When I was a kid, I had a mate whose dad would rave about George Best, the greatest footballer on the planet, he claimed. He once played us a documentary showcasing Best’s talents (on and off the pitch). My abiding memory is not of Best bamboozling defenders or nightclubbing with glamorous women at his side, it’s of the song that sound-tracked the documentary: Belfast Boy by Don Fardon.
This catchy pop tune became so embedded in my head that whenever I have subsequently flown into George Best Belfast City Airport, I hear Fardon’s voice: “Georgie, Georgie, they call him the Belfast Boy...
..” Reaching the UK Singles Charts in 1970, that anthemic tune is stirring again today as I walk around east Belfast, where Best was born in 1946.

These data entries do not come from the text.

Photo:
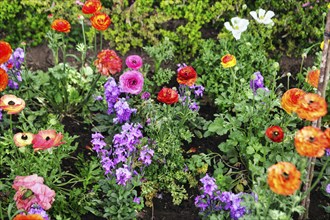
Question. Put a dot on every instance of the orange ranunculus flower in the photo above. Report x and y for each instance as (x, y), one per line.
(283, 178)
(313, 78)
(91, 6)
(23, 139)
(11, 104)
(275, 133)
(3, 79)
(289, 101)
(187, 76)
(108, 62)
(228, 60)
(168, 96)
(61, 25)
(46, 139)
(310, 142)
(5, 51)
(28, 217)
(311, 107)
(100, 21)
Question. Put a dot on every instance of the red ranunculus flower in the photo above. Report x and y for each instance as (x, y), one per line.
(108, 62)
(91, 6)
(275, 133)
(168, 96)
(100, 21)
(187, 76)
(61, 25)
(5, 51)
(3, 79)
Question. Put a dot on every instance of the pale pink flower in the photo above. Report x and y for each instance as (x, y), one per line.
(134, 62)
(131, 82)
(31, 190)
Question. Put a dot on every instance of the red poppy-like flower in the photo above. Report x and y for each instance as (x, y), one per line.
(311, 142)
(5, 51)
(108, 62)
(28, 217)
(168, 96)
(61, 25)
(228, 60)
(100, 21)
(289, 101)
(284, 178)
(313, 78)
(91, 6)
(23, 139)
(311, 106)
(46, 139)
(3, 79)
(187, 76)
(11, 104)
(275, 133)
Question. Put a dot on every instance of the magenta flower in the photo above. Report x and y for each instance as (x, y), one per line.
(134, 62)
(131, 82)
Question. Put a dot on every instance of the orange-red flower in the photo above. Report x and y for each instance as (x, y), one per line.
(311, 142)
(5, 51)
(283, 178)
(289, 101)
(313, 78)
(28, 217)
(228, 60)
(61, 25)
(311, 106)
(11, 104)
(3, 79)
(91, 6)
(23, 139)
(46, 139)
(187, 76)
(168, 96)
(275, 133)
(100, 21)
(108, 62)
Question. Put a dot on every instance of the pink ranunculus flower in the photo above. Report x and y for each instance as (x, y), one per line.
(134, 62)
(131, 82)
(31, 190)
(46, 139)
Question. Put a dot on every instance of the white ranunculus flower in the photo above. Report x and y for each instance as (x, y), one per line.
(263, 17)
(237, 26)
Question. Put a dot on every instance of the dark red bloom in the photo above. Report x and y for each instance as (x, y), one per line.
(168, 96)
(275, 133)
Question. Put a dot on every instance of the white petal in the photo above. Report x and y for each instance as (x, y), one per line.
(228, 26)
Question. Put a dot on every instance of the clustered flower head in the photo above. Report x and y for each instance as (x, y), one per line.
(31, 190)
(283, 178)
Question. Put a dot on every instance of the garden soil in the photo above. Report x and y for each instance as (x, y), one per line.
(40, 58)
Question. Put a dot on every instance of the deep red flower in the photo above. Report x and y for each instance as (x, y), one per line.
(275, 133)
(168, 96)
(100, 21)
(91, 6)
(3, 79)
(187, 76)
(5, 51)
(61, 25)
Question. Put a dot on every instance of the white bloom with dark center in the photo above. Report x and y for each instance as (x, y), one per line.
(237, 26)
(263, 17)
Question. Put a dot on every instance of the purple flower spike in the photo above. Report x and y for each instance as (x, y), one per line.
(134, 62)
(131, 82)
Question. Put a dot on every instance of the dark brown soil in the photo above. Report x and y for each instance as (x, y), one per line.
(40, 57)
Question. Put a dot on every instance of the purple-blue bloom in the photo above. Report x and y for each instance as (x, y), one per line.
(123, 175)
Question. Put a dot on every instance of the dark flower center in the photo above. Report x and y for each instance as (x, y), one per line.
(11, 102)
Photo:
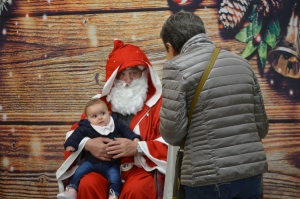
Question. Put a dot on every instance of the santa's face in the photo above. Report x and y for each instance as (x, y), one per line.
(129, 92)
(129, 74)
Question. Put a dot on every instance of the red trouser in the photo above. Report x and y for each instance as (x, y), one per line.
(138, 184)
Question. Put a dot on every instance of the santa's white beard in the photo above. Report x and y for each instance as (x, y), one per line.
(128, 98)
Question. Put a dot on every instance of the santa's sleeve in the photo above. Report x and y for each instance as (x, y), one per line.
(154, 147)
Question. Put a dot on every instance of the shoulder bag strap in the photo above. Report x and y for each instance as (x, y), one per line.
(200, 86)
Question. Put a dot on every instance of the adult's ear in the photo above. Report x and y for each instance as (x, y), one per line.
(171, 50)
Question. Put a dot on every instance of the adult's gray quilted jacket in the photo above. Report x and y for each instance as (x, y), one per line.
(223, 142)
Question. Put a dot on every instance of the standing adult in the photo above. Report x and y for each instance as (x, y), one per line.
(133, 92)
(223, 155)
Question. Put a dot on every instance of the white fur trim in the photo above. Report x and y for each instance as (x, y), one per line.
(63, 173)
(140, 161)
(169, 176)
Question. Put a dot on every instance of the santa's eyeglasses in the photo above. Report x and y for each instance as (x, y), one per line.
(132, 73)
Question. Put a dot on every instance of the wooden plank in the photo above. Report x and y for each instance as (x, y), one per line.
(30, 156)
(282, 146)
(47, 69)
(36, 7)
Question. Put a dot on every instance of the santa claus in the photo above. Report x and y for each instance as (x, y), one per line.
(132, 91)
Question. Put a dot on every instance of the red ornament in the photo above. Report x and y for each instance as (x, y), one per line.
(257, 39)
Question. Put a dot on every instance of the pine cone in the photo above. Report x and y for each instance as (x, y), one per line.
(270, 7)
(232, 11)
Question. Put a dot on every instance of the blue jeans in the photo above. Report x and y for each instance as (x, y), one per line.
(110, 170)
(247, 188)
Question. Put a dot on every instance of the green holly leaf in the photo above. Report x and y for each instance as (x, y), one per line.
(262, 53)
(270, 38)
(250, 48)
(245, 35)
(257, 24)
(274, 27)
(253, 13)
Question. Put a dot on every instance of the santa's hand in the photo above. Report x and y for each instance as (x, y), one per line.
(122, 147)
(97, 147)
(70, 149)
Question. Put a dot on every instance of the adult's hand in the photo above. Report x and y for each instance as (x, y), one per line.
(97, 147)
(121, 147)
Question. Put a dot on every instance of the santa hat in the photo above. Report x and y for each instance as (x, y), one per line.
(124, 56)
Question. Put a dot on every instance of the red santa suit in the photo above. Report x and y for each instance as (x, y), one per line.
(137, 171)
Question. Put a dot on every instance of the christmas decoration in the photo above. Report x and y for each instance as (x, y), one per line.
(2, 5)
(260, 33)
(232, 11)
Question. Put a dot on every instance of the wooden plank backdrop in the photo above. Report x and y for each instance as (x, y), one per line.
(52, 61)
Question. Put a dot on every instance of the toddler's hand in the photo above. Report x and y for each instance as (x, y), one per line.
(70, 149)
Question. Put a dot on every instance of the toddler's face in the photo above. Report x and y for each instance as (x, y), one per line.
(98, 114)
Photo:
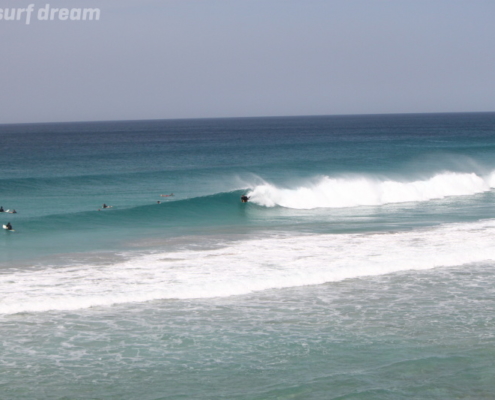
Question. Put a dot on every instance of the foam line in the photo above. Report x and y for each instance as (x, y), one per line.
(244, 267)
(337, 192)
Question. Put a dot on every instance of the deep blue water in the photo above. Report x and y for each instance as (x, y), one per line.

His terraced childhood home, on the Cregagh Estate, is now a guesthouse, offering accommodation decorated with memorabilia. As well as Best family portraits and his old school reports, it displays handwritten letters that George sent home from across the Irish Sea, which he had crossed, aged 15, to join Manchester United, where he would go on to win a glut of trophies. You can discover Best’s former haunts on tours - either with an audio guide or a local expert.
Highlights include the Glentoran Oval, home of the football club that infamously rejected young George for being “too small and lightweight”, and WJ Desano, his favourite ice cream parlour. Established in 1938, it still delivers the goods, at 344 Newtownards Road - the main t.